Maple Westgate had often been a little bit drunk after leaving Jack Dawson’s card parties late at night, but tonight he felt especially giddy. He and his playing partner Billy Painter had combined to win the competition and so as Maple’s prize Jack Dawson and his son Earle would be over tomorrow morning at five a.m. to do Maple’s chores. He looked forward to sitting on the extra milking stool in his barn and laughing at them.
But right now he had to button up his hunting jacket right up to his neck as he stepped out into the cold, starry late October night. The dead leaves crunched underfoot as his stride lengthened, as it was almost two miles to his own farm and he had to walk, as he still hadn’t quite got around to fixing that flat on his Model T Ford. She was a good one alright; Maple
had driven her back all the way from Detroit where he had worked at the Ford factory for the past three years. The money had been good and Maple had enjoyed talking to Henry Ford when the great man had made his frequent visits to the assembly line which broke down periodically. Ford would always be wearing his rubber boots and could get the line up working again much quicker than the factory’s mechanics. But city life and being away from the hunting and fishing of the Eastern Townships had brought him back home again.
He thought he heard a slight movement as he made the turn out of Jack’s long driveway and started the trek along the gravel road towards home. He was walking by Marjorie Cooper’s house now, who lived alone on the town’s assistance and as everyone knew, wasn’t quite right in the head. She’d been known to follow people furtively and when confronted would ask for a handout of some kind. Maple smiled to himself as he thought of the last time he had talked to Marjorie and asked her how old she was. She was thirty six years old she replied, and next year she would be twenty four. But it was late and there was no light on in Marjorie’s ramshackle dwelling and even someone as addled as she was wouldn’t be wandering around at this hour.
So Maple quickened his stride. His mind was probably still in overdrive from the card game and after all this wasn’t Detroit, where people came from all over North America looking for work and you couldn’t be too careful. But still, Maple trusted his instincts and something was telling him that he had company with him on his way back home. He decided that he would stride along for the next quarter mile and then suddenly turn around, catching whoever was following him completely unaware.
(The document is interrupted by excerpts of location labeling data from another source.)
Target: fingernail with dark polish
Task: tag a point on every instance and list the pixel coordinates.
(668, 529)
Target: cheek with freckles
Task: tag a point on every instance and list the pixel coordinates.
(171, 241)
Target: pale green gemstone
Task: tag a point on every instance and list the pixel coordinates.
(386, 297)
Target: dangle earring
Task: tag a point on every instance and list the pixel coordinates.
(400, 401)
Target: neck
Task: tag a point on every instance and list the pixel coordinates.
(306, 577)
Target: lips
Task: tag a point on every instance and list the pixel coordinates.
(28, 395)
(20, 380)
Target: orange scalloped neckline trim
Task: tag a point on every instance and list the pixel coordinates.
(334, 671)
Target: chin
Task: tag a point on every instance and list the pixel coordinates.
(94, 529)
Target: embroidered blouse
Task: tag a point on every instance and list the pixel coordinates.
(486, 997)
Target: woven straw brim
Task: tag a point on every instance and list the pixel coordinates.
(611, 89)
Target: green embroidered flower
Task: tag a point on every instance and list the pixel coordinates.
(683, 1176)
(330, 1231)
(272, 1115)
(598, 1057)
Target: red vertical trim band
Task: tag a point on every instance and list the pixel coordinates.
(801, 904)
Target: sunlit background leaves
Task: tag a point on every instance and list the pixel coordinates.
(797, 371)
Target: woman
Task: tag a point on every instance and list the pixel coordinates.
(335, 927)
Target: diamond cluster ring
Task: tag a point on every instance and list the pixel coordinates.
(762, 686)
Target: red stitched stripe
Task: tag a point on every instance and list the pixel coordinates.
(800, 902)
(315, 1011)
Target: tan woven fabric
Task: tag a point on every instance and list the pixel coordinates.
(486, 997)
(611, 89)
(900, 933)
He felt a little better as he passed by Howard Mosher’s dilapidated dwelling. Howard wasn’t much of a carpenter, or even a farmer, but nobody spent more time hunting, either in-season or off. Maple could recall Howard’s story of encountering a black bear while walking back to his bushlot. As Howard recounted the tale the bear had ignored him, but he assured Maple that if he had had a kitchen knife on him he would have “tackled the old bugger.” The sad, as well as the funny part of the story, is that Howard probably would have. After all, wasn’t it Howard who after eating a stack of homemade pancakes looked more carefully at the bag of flour ? He had mistakenly made his breakfast with ‘bugdeath’; potato bug poison.
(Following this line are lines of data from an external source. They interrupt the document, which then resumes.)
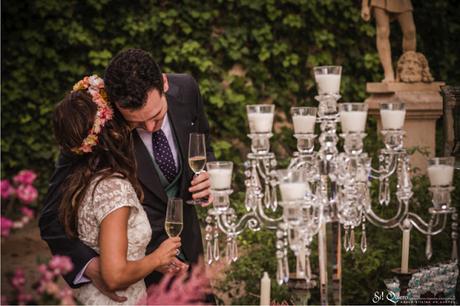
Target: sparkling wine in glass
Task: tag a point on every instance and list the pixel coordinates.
(174, 220)
(196, 157)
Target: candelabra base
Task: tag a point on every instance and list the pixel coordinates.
(300, 288)
(403, 278)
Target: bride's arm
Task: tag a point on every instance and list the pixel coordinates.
(117, 272)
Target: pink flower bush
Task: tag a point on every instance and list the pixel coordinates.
(47, 291)
(6, 225)
(6, 189)
(25, 177)
(182, 290)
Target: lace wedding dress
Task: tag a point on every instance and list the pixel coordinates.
(109, 195)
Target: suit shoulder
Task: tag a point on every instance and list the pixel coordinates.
(181, 79)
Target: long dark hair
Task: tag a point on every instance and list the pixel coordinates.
(112, 156)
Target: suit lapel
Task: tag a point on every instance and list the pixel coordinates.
(146, 170)
(181, 126)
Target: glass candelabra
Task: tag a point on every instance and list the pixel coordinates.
(325, 191)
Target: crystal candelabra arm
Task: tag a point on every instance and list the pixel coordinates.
(430, 228)
(386, 173)
(231, 228)
(403, 209)
(268, 222)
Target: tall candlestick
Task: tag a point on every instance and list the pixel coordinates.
(405, 251)
(300, 271)
(265, 289)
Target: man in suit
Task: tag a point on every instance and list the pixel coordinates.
(162, 111)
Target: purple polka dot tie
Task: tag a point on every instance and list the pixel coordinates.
(163, 155)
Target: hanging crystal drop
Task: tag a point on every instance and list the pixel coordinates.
(274, 198)
(285, 269)
(363, 238)
(345, 240)
(209, 252)
(228, 251)
(428, 249)
(279, 272)
(216, 251)
(234, 250)
(267, 198)
(352, 239)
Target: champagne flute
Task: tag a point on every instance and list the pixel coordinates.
(196, 157)
(174, 219)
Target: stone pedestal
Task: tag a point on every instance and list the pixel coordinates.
(423, 107)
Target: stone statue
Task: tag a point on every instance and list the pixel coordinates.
(385, 11)
(413, 67)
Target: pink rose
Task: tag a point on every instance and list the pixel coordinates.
(26, 193)
(6, 225)
(27, 212)
(6, 189)
(25, 177)
(18, 279)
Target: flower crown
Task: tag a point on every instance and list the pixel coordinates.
(95, 87)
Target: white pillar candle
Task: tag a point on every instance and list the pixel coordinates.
(265, 289)
(304, 124)
(301, 262)
(353, 121)
(441, 175)
(322, 254)
(392, 119)
(260, 122)
(405, 251)
(328, 83)
(293, 191)
(220, 178)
Maple figured he was still a mile and a half from home and with all of this strolling down memory lane he had managed to bury his uneasiness. But when he glanced over his shoulder he couldn’t deny the shadowy spectre that was there. Without a moment’s hesitation he exploded into a run, and a quick glance over his shoulder proved his pursuer was equal to the task. Maple was only forty years old and farmer-strong, but the last time he was forced to run was a year ago. Jack Dawson was boasting about how quiet his bull was, and to prove his point whacked the large beast on his butt with his walking stick. This proved too much to take for even that placid creature and he took right off towards the nearest poor wretch in front of him, which had been Maple. But at least then Maple had known what he was running from. And his home, which Maple was not sure he would ever see again, was still a mile in the distance.
His breath coming hard, he passed by the Catholic cemetery just beyond the Ewing farm. There had always been stories about unusual goings-on there at night, and Maple wasn’t a member of the Orange Lodge or anything, but you know the Catholics. Superstitions, candle-lighting and beads on a string. Maple didn’t have any use for all of that nonsense.
The ghost, or whatever it was ,stayed with him. Easily, it seemed. Maple could feel the terror welling up in his chest and stifling his breathing every bit as much as the unaccustomed effort. Half-a-mile to go.
Three hundred yards from his farmhouse were two large tree stumps, all that was left from the diseased old elms that he had been forced to cut down last year. Maple was finished. His lungs on fire, his heart in overdrive and ready to explode, he couldn’t take another step. He flopped down on the nearest of the two stumps, shaking and retching from either the effort or fear, or more likely the both. I’m going to die, he said to himself, I know it.
The ghost rose up above him and then eased silently beside him onto the second stump. Maple couldn’t even look up.
“That was quite a race we had,” was all that Maple heard.
“That’s right,” Maple was able to respond. “And as soon as I catch my breath, we’re going to have another one.”